Do you have an insulin pump policy? I'm guessing it could be applied to this. Our insulin pump policy says that the patient must be able to self manage it, and the doses being used must be confirmed and written in the order. Infusion set assessment must be documented qshift, and glucoses must be checked at least QID. Everything except tinge glucoses makes sense with a zofran pump too. Or any pump. We occasionally get patients using home pca's as well.
T-Bird78
1,007 Posts
I was on a zofran pump for my hyperemesis during my pregnancy. It's supplied by a home health agency so you can try to call them or the pt's OB for dosing instructions and let your MD know. It's a subcu pump that administers zofran 24/7--even has a waterproof bag for showering. The dose is adjusted daily or qod based on the pt's phone consult with the home health agency. The med is a prefilled 10ml syringe and the admin rate is how the dose is adjusted. There's a little screw-type plunger that slowly pushes the zofran over whatever time frame is programmed. The pt calls the home health agency, updates their s/s, weight, and ketone levels (yes, I had to dip my urine and weigh daily). If a dose adjustement is necessary, the home health nurse will advise the pt on what to change the pump rate to. At my highest, I was going through the 10ml syringe in about 8 hours; at my lowest it was 10ml lasting just under 24 hours. The max dose equaled out to 12mg/day. The reason for the subcu pump is for the more continuous flow versus an IV push. I'd had IV zofran in the ER and hospital admissions, along with oral zofran, reglam, and phenegran and those still didn't help. Even with the zofran pump I was on oral meclazine, then oral zofran qd after the pump was finally d/c. It's a much bigger device than an insulin pump and the infusion site has to be changed daily--that's a LOT of sticks!! The infusion sites get very red and sore and the zofran "lumps" under the skin, hence the daily site change, and it's no fun, but it beats the uncontrollable vomiting and fatigue and fear that accompanies HG!
dudette10, MSN, RN
3,530 Posts
Agree with using the insulin pump policy as a guideline.
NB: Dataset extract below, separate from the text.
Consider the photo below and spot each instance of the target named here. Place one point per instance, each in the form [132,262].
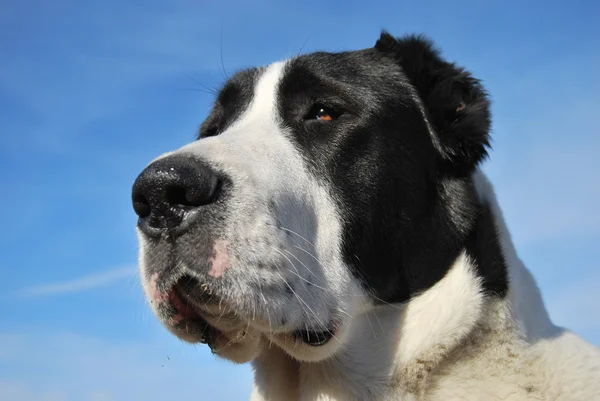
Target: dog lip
[314,338]
[182,308]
It upsets me that pharmacy was "demanding" that the pumps be discontinued, but it's also not surprising. Pharms are not bedside and not patient advocates. In this case, the pharm, nurse and doctor should work together to do what's best for the patient, not just the hospital re:liability.
ETA: The pump would be better than ATC IVP to maintain a constant level of antiemetic, even while hospitalized. The risk of electrolyte loss, dehydration, and lower level of pt comfort, I believe, would override any fear of liability and, for the sake of the patient, should make pharm and the MD think twice about discontinuing it.
MunoRN, RN
8,058 Posts
They probably aren't actually getting the same effect with IV pushes that they are with the pump. The plasma concentrations when giving IV have a distinct peak and trough, while continuous SQ dosing produces a more consistent plasma concentration that is higher than it is with IV pushes. In other words, they would only be getting equivalent effect from the zofran for maybe 25 or 50% of the time, otherwise they're getting less effective coverage from the zofran without the pump.
The pumps I've seen say what the rate is, and the syringes have the concentration. As far as managing them it's actually very easy, keep in mind that non-RN patients manage these at home all the time, it's really not so complicated that it needs to be D/C'd in exchange for less effective therapy.